Almost a decade after the show's conclusion, Veronica Mars (Kristen Bell) is a plucky law school grad in a happy relationship with college sweetheart Stosh "Piz" Piznarski (Chris Lowell). But while she's moved past her former life as a junior private detective in class-conscious Neptune, California, she can't resist a friend in trouble - specifically her old flame, Logan Echolls (Jason Dohring), a celebrity scion accused of murdering his pop star girlfriend. Veronica drops everything and returns home to help Logan with his legal affairs. This quickly escalates from helping him find a decent lawyer to getting personally involved in his case, all against the backdrop of her high school's ten-year reunion, conveniently providing access to all of Veronica's old friends and enemies.
But here is where the more common pejorative definition of "fan service" begins to apply to Veronica Mars. Thomas has little incentive to shake things up, and instead attempts to cram in as many of the show's touchstones and characters while trying to construct a taut, tense mystery. The result is a much more simplified version of Neptune, as familiar faces pop up as mile markers for the plot instead of the richly-conceived characters of old. Still, seeing actors like Bell, Krysten Ritter, Ken Marino, and Ryan Hansen return to the roles that helped them kick-start their careers is a blast, and absorbing Thomas' rapid fire, pop culture-inflected dialogue is half the fun, even if the guffaw-to-groan ratio has slipped a bit.
With an attractive cast spitting snarky barbs at each other in a barely plausible and strikingly mature teenage world, Veronica Mars the show is a charmingly dated artifact of the mid-00s. By adhering to this same formula in 2014, Veronica Mars the movie can't help but feel stuck in a frustrating yet oddly comforting rut. It doesn't help that Thomas bites off more than he can chew by attempting to resolve the series' main love triangle, comment on the cycle of institutional injustice (via a half-baked police corruption subplot), and provide a satisfying conclusion to its self-contained mystery in one fell swoop. It's a rushed, overstuffed mess that ditches Thomas' strong point of view in favor of catering to all potential audience desires - an approach that's overly cautious at best and hopelessly confused at worst, as when James Franco inexplicably cameos as himself to give Veronica one of her strongest leads.

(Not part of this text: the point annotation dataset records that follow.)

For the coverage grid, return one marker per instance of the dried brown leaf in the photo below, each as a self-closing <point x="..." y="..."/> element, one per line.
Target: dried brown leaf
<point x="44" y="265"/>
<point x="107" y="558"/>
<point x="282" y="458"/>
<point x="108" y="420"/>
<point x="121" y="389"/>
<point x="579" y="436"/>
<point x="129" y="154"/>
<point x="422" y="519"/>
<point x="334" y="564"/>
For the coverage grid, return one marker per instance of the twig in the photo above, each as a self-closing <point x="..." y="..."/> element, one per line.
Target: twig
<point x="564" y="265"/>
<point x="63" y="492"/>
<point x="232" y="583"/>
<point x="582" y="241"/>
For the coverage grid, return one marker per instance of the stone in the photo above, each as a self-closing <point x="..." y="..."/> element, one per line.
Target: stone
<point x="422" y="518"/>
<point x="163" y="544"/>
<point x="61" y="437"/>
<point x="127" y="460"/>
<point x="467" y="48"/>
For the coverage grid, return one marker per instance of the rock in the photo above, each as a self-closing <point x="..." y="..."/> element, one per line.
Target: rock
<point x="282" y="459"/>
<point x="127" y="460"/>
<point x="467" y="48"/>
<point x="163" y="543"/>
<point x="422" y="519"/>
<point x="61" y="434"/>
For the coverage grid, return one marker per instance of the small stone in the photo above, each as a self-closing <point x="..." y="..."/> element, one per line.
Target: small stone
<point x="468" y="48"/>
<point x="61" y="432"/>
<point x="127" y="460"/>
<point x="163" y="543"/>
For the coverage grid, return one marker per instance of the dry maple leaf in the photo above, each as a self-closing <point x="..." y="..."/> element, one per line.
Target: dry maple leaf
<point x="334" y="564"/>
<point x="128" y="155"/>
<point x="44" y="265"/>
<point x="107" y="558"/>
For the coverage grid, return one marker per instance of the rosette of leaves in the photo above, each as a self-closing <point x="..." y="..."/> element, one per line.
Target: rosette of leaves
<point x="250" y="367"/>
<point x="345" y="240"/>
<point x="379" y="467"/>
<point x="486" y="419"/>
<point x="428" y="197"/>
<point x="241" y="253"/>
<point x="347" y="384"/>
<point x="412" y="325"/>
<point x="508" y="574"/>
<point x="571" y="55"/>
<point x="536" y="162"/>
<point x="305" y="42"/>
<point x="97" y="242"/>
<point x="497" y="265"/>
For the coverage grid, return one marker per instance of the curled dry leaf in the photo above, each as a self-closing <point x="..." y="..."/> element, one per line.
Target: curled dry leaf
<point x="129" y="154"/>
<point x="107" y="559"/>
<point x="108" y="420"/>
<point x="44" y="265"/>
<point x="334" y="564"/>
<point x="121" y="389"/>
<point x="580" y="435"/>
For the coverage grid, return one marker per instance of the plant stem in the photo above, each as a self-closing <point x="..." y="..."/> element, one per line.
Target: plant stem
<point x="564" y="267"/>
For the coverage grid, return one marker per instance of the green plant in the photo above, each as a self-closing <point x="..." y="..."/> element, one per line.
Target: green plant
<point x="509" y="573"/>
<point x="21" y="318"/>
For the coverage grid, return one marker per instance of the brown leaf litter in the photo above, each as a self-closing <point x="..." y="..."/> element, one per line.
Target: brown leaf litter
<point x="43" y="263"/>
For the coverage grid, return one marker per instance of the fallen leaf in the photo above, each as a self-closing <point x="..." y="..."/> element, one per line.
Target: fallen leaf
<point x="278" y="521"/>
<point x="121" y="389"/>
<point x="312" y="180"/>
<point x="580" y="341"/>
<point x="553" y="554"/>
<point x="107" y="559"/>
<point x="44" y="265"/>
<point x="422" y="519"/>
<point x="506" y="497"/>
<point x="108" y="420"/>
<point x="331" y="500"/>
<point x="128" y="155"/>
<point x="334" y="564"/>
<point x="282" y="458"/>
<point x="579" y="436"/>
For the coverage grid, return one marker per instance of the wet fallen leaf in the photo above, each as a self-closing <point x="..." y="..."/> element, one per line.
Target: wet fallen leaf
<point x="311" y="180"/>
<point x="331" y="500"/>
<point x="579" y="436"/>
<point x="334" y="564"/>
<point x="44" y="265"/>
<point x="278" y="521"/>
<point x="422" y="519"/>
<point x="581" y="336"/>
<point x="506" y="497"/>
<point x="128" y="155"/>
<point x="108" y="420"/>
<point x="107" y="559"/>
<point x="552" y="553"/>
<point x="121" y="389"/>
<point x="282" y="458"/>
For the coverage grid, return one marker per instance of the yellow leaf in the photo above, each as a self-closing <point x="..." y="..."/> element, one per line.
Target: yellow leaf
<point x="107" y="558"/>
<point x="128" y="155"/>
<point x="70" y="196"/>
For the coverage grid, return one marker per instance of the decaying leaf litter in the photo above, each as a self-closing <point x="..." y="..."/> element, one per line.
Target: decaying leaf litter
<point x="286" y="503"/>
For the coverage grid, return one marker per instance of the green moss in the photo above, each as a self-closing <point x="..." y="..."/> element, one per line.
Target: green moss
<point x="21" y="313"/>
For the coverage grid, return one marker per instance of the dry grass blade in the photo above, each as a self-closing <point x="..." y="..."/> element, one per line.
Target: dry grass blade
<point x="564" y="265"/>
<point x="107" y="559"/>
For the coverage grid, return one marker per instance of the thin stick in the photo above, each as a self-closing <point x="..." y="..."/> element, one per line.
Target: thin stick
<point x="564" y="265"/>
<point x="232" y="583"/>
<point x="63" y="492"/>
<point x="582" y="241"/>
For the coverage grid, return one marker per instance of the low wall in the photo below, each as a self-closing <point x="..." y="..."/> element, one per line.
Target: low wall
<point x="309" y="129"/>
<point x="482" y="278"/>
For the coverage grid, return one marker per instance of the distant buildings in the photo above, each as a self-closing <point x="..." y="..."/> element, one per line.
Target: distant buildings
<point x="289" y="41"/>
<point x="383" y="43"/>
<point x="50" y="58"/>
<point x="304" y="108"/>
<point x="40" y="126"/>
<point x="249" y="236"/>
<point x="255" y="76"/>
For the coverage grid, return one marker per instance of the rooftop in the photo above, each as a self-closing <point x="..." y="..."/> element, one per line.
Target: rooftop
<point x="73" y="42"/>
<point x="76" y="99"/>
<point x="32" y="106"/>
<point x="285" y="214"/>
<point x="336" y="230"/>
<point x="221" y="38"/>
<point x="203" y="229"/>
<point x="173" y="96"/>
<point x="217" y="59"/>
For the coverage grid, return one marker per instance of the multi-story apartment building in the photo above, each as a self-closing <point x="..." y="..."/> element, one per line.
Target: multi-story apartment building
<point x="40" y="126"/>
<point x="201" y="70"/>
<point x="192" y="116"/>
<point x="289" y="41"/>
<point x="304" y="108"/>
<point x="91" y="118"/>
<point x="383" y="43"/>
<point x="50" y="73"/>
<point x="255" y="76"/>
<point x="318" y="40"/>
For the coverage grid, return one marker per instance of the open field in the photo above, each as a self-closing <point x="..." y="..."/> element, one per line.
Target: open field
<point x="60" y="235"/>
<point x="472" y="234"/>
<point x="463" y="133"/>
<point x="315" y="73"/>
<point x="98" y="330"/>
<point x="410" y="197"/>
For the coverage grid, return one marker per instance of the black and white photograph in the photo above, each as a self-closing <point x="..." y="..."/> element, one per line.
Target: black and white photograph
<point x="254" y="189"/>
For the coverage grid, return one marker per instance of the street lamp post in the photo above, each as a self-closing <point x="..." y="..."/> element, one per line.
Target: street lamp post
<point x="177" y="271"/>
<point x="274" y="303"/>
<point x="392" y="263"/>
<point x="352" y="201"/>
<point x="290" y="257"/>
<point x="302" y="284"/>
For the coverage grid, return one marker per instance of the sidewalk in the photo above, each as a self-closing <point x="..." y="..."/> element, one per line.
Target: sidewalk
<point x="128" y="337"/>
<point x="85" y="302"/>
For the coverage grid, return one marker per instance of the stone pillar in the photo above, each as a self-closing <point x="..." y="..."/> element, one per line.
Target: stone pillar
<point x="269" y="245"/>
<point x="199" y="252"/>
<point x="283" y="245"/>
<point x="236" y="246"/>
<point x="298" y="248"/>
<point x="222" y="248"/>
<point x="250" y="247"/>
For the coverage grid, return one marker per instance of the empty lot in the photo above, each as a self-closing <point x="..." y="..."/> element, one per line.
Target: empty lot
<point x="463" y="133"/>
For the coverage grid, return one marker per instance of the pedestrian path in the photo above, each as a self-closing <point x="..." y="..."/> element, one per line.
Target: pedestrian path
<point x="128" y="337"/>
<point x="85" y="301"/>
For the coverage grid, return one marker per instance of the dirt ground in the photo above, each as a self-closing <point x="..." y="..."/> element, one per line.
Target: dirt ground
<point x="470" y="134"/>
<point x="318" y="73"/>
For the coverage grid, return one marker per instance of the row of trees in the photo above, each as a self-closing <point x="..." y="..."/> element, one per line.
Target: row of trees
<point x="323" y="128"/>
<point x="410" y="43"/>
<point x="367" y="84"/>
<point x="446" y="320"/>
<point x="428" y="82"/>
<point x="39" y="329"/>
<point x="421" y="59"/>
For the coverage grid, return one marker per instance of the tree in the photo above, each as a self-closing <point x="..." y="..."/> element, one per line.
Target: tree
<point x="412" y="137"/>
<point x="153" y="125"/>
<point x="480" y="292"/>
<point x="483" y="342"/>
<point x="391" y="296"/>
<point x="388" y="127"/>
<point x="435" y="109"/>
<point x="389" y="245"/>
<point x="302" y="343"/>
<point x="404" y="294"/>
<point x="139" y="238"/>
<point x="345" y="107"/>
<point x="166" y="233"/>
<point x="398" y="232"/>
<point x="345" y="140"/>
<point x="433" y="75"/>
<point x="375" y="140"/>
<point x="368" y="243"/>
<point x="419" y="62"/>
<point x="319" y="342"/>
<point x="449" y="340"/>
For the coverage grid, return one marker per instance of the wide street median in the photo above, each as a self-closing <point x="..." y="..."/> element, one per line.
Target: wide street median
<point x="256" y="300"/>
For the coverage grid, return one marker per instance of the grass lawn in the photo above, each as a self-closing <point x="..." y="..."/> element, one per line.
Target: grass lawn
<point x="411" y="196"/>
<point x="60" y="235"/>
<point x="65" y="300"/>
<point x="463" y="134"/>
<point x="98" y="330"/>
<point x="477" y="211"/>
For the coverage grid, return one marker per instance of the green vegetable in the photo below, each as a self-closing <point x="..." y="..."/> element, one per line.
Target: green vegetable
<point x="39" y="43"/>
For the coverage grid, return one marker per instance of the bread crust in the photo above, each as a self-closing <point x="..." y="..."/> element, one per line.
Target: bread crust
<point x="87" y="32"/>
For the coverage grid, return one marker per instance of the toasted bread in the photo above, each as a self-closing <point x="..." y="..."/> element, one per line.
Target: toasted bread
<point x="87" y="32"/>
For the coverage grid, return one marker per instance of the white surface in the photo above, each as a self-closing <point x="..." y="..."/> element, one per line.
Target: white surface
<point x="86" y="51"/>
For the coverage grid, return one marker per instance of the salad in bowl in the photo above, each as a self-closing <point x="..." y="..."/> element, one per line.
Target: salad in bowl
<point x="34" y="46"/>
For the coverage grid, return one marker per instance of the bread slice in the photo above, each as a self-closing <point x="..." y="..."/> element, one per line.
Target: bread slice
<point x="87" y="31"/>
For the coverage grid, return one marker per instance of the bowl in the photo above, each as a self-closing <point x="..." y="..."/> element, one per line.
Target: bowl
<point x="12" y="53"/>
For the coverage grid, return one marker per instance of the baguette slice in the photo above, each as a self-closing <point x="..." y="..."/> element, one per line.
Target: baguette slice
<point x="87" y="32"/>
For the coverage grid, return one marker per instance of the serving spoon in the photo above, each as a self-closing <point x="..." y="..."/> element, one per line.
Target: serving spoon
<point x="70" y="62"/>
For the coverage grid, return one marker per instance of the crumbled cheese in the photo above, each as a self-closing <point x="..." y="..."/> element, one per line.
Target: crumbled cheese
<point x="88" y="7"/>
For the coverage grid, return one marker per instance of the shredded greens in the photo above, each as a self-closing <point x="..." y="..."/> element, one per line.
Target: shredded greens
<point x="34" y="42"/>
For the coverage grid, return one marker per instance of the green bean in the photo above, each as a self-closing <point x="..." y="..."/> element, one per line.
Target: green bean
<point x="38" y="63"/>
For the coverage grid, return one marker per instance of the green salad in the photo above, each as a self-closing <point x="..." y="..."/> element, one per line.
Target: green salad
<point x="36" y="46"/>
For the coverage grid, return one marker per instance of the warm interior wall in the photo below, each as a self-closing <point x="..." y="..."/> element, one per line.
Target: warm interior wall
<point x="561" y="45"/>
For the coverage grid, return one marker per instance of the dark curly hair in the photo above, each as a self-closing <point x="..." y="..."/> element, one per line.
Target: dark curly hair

Some stories just function better when spread out over the 20-plus hours of a TV season than crammed into 100 minutes of a feature film. Fundamental differences in medium aside, however, I found the grassroots achievement of Veronica Mars tempered by the bittersweet emotions it evoked. In witnessing how Veronica's world has remained unaltered, I was only more aware of the changes in my own. That's the double-edged nature of nostalgia. Veronica Mars may be an ultimately disappointing experience that vaguely approximates the show's glory days, but at least I can appreciate the way it reminds me of how Veronica and I used to be friends...a long time ago.